Macular translocation has been advocated for subfoveal CNVM. One procedure uses vitrectomy, creation of a total retinal detachment, and a 360-degree retinotomy followed by retinal rotation. An alternate method, termed limited macular translocation, is based on retinal detachment creation and scleral imbrication or outpouching. [87, 88, 89, 90, 91, 92, 93, 94, 95, 96, 97, 98, 99, 100, 101, 102, 103, 104, 105, 106, 107, 108, 109, 110, 111, 112, 113, 114, 115, 116, 117, 118, 119, 120, 121, 122, 123, 124, 125, 126, 127, 128, 129, 130, 131, 132, 133, 41, 42, 134, 135, 136, 137, 138, 139, 140, 141, 142, 143, 144, 145, 146, 147, 148, 79, 80, 149, 150, 151, 36, 152, 153, 154, 155, 156, 157, 158, 159, 160, 161]

Many eyes have been lost as a result of retinal translocation.

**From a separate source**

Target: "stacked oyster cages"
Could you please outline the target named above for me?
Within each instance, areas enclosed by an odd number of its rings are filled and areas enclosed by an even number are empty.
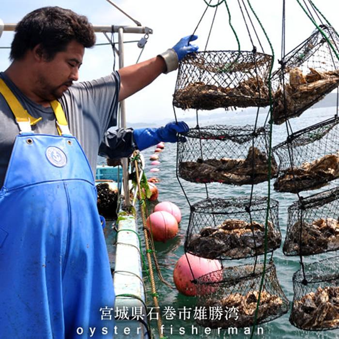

Bleeding, retinal detachment, proliferative vitreoretinopathy (PVR), macular holes, new neovascular membranes, and good anatomical results without visual improvement are frequent complications of translocation. [162, 163, 164, 165, 166, 167, 168, 169, 170, 171, 172, 173] Significant aniseikonia, high astigmatism, diplopia, enophthalmos, and ptosis are associated with limited macular translocation. [174, 175, 176, 177] Major cycloversion and diplopia are associated with retinal rotation methods. [178, 179, 180, 181, 182, 183, 184, 185, 186, 187, 188] Neither form of translocation has sufficient safety and efficacy to be indicated.



In most cases, general ophthalmologists should consult retina specialists.



Eating spinach, kale, mustard greens, turnip greens, collard greens, nuts, and oily fish reduce the progression rate of patients with signs of early AMD. Berries and other plant-based diet elements rich in antioxidants are also probably effective. Patients may respond to suggesting a diet consisting of relative high quantities of richly colored vegetables and fruits, the so-called rainbow diet.



High blood pressure could theoretically result in bleeding from active neovascularization. Smoking increases the risk of AMD progression by 350-500%.